Chronique

Joëlle Léandre & Elisabeth Harnik

Tender Music

Joëlle Léandre (b), Elisabeth Harnik (p)

Label / Distribution : Trost Records

Il faudra sans doute qu’un jour, quelqu’un s’attelle à l’importance des duos chez Joëlle Léandre, ce que notre rédaction avait déjà fait succinctement, mais en élargissant l’étude à des typologies, des approches, voire des climats inter-relationnels ou intergénérationnels et ce qu’il en découle. On y trouverait fatalement des instants orageux, des amitiés solides où les musiciens se situeraient aux points cardinaux d’un désert et certainement aussi des petits moments de grâce et d’évidence, comme cette nouvelle rencontre avec la pianiste autrichienne Elisabeth Harnik, merveille de douceur où l’archet domine et conduit une agile main droite à batifoler dans des champs qui se dessinent à mesure qu’on avance ; un moment de tendresse, même lorsque la contrebasse tâtonne dans son registre aigu, sur le « Ear Area II ». D’ailleurs, alors que Harnik exploite quelques accords parsemés dans un pointillisme délicieux, Léandre se lance dans une sinuosité de bouts-rimés mezza-voce, comme l’on entre dans une chambre à pas de loup. Tender Music.
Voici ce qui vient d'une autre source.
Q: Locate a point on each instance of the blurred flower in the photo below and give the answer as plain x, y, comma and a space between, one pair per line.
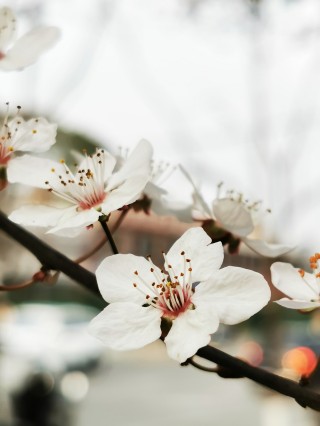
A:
303, 288
155, 197
234, 214
190, 297
26, 50
18, 135
93, 190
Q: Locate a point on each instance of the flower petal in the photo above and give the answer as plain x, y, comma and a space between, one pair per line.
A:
33, 171
7, 26
235, 293
233, 216
29, 47
72, 218
126, 193
116, 275
36, 135
287, 279
137, 164
126, 326
205, 257
297, 304
201, 210
36, 215
189, 332
267, 249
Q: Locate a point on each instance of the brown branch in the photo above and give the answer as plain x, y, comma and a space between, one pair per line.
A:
52, 259
304, 397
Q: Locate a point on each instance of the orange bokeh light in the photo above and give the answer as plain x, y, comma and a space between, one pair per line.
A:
301, 360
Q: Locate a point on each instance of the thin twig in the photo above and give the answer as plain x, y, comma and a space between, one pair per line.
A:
106, 229
14, 287
54, 260
202, 367
50, 258
91, 252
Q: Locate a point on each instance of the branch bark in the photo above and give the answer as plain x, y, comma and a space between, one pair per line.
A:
52, 259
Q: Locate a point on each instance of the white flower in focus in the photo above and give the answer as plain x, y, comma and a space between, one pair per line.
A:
301, 287
190, 294
18, 54
93, 190
236, 215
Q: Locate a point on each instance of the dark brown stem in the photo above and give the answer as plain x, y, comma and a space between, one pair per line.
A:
51, 259
91, 252
15, 287
103, 221
202, 367
304, 397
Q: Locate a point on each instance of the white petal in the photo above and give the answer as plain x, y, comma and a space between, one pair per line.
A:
33, 171
126, 193
233, 216
126, 326
116, 275
189, 332
36, 215
7, 28
137, 164
287, 279
205, 257
88, 162
72, 218
267, 249
297, 304
36, 135
29, 47
201, 210
235, 293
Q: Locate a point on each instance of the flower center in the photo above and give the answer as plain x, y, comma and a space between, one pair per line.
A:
85, 188
169, 292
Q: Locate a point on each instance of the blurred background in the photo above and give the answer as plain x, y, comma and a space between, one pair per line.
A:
230, 90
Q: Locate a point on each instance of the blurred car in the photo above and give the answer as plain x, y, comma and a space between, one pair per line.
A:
51, 337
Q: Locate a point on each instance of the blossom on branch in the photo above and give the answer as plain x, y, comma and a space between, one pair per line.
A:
155, 197
301, 287
17, 135
190, 297
231, 219
18, 54
91, 191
C’est d’ailleurs une partie de l’équation qui décide de l’alchimie entre les improvisatrices. Joëlle Léandre et Elisabeth Harnik - qui a notamment joué avec Ken Vandermark, Soizic Lebrat ou Tania Feichtmar - s’engagent dans une musique qui peut s’apparenter à une pièce parfaitement improvisée, mais qui ne s’en tiendrait pas qu’à cette seule pièce. A moins bien sûr de pouvoir y organiser quelques turbulentes batailles de polochons, à l’instar de « Ear Area IV » joué tout en esquive grâce à un piano fulgurant que la contrebasse canalise sans rudesse. C’est ainsi que se construisent ces « territoires d’oreille » où chaque mouvement sensible fait sens, du frottement des cordes du piano dans « Ear Area V » aux mélodies brisées çà et là qui nous maintiennent en alerte. Ce territoire s’étend à tous les sons, pour les cartographier et tenter de les suggérer à la moindre étape.
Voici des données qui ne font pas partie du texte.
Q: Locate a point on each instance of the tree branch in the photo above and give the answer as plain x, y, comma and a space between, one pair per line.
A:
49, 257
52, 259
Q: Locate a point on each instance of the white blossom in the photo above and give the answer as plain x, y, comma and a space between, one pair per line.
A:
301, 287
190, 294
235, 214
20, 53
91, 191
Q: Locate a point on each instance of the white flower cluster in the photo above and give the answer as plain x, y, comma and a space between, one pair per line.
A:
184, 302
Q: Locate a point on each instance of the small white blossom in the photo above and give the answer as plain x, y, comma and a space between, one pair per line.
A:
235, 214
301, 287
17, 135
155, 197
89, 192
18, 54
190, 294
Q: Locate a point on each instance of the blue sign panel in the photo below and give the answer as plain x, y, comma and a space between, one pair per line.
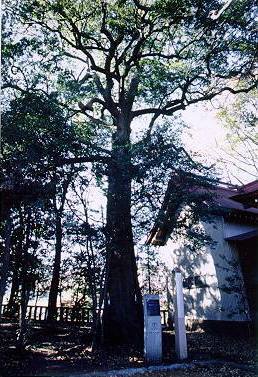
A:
153, 308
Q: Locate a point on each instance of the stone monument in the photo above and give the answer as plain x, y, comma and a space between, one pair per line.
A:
180, 333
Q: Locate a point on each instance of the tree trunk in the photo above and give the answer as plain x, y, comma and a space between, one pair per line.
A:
5, 260
53, 293
13, 302
123, 316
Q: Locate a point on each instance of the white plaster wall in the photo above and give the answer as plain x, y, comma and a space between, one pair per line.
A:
224, 297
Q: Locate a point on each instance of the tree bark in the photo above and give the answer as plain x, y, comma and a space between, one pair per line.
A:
5, 260
123, 316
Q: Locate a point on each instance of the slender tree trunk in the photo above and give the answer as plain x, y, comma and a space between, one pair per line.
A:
25, 281
12, 305
123, 308
5, 260
53, 293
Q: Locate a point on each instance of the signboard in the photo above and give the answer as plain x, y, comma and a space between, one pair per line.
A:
153, 308
152, 329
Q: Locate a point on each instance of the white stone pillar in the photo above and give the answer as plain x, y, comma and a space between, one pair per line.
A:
180, 333
152, 329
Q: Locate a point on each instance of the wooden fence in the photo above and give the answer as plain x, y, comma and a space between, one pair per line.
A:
65, 314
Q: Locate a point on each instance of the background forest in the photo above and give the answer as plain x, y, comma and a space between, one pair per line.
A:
91, 137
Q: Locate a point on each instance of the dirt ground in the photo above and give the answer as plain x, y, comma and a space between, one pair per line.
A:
67, 350
222, 371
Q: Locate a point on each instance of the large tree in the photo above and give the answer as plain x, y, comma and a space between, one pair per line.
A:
123, 65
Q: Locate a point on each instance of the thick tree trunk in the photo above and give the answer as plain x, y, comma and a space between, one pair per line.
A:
53, 293
123, 304
5, 260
Joëlle Léandre a toujours trouvé en Autriche le moyen de questionner sa musique et de faire aboutir ses désirs. Ainsi, rappelons-nous que c’est dans l’ancien empire qu’elle avait offert une première lecture de Can You Hear Me ? en tentet. Le travail avec cette pianiste quadragénaire permet de recalibrer une approche pleine de délicatesse. On en avait l’habitude dans des registres plus ténébreux, marqués par un piano fouillant ses basses. La légèreté induit un liant lumineux. Il se différencie des contrastes communs par sa chaleur englobante qui donne à cette Tender Music quelque chose de moelleux, modelable à l’envi mais qui n’oublie rien de sa mémoire de forme. Un de ces tendres coussins sur lesquels on se permet de rêver sur ses deux oreilles.